JOHN GALLAGHER
SPORTS EDITOR
Packed to standing room only, the Gentile Gallery hosted Fight the New Drug at 9 p.m. Wednesday, part of the Gift of Human Sexuality Symposium.
Fight the New Drug founder and CEO Clay Olsen delivered an impactful presentation on the destruction pornography leaves in its wake.
Olsen outlined the trifold danger of pornography. He said, “A tidal wave of pornography is approaching our shores. It affects our brains, our hearts, and our world.”
“As exposure occurs,” summarized Olsen, “the sexual template changes … The effects of porn on the brain are pretty depressing. But the brain can heal. That’s an important message to hear.”

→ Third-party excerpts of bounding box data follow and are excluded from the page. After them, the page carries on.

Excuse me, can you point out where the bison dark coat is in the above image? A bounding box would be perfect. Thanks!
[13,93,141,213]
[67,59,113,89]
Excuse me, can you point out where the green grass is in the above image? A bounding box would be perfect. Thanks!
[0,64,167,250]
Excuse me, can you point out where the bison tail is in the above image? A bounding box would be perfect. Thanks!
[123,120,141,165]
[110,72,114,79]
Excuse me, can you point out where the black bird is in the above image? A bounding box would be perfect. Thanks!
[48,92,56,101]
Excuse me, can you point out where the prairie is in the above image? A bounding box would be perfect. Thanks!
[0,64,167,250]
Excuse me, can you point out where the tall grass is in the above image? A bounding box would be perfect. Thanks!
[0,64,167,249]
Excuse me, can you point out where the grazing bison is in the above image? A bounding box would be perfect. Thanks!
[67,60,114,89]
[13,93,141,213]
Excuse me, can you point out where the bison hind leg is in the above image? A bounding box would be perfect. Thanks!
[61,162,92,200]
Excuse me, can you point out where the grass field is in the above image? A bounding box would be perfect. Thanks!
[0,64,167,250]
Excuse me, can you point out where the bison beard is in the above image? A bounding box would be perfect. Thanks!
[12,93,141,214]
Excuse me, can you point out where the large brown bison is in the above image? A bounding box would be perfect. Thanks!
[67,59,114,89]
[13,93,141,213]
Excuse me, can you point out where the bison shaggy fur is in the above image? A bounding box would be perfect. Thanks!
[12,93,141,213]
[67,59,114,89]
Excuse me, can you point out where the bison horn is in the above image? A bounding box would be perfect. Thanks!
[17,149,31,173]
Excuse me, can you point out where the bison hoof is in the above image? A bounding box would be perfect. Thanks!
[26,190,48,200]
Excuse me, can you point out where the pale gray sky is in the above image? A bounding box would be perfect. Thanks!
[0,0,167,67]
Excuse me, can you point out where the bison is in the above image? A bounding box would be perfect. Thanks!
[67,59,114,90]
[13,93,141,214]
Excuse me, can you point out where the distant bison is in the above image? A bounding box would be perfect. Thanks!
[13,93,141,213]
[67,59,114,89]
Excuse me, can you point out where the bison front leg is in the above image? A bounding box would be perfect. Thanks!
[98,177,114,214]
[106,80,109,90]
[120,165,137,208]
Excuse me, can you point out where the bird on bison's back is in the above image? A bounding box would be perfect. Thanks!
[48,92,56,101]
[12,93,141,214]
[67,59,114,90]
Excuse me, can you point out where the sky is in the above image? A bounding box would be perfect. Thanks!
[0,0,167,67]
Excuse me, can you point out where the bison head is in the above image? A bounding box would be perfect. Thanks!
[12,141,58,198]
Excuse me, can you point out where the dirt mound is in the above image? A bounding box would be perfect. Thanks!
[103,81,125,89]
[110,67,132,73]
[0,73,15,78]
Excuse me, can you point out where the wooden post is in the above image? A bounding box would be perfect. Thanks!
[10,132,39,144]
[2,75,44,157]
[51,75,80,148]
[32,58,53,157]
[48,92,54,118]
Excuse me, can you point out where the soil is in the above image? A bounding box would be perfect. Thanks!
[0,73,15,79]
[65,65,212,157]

Pornography can also kill the body’s capacity for love, said Olsen. “What we consume changes our interests. This affects what we love as well.”
The fact that the content of pornography has darkened and become increasingly violent worries Fight the New Drug, Olsen said, as the connections between pornography and human trafficking are made evermore evident.

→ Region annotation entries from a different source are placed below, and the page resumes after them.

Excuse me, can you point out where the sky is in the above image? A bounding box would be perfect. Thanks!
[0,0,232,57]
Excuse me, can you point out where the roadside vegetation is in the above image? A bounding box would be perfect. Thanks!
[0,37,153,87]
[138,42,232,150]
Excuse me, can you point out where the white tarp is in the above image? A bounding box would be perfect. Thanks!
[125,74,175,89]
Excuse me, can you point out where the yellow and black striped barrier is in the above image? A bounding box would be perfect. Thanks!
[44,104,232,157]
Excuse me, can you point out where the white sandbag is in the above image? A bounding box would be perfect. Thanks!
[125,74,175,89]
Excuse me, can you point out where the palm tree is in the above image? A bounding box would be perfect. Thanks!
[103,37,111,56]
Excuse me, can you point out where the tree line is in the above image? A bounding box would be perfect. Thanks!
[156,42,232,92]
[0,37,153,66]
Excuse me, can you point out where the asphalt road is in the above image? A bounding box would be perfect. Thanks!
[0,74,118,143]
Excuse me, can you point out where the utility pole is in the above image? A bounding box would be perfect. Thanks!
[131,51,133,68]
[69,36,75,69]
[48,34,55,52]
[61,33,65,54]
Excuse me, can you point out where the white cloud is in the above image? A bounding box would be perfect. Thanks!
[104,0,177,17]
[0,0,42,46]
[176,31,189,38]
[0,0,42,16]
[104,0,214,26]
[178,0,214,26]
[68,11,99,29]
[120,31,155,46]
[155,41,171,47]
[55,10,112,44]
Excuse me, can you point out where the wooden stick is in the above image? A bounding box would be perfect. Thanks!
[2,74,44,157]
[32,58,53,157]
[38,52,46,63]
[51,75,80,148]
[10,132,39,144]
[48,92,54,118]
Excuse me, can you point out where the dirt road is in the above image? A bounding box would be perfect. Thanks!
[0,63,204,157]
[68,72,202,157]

Said Olsen, “More women than we would like to believe are forced against their will to participate in pornography. This issue,” he said, “is more in our face than ever before.”
“We can do better,” stressed Olsen. “We should and we need to do better. If we stand idly by, this cycle gets worse.” He concluded, to applause, that “it’s not just about what we’re fighting against. It’s about what we’re fighting for.”
He finished, “We fight for love.”
The positive message of the talk reasoned with those in attendance. “I loved how he admitted that porn is very different than it was before the Internet,” said Alex Quinones, sophomore theology and catechetics major. “It helps parents understand that it’s a different struggle today than it was 20 years ago.”
On behalf of Fight the New Drug, Olsen invited all of campus to become the change the world needs. “The difference between what we are and what we can be,” he said, “means everything for future generations.”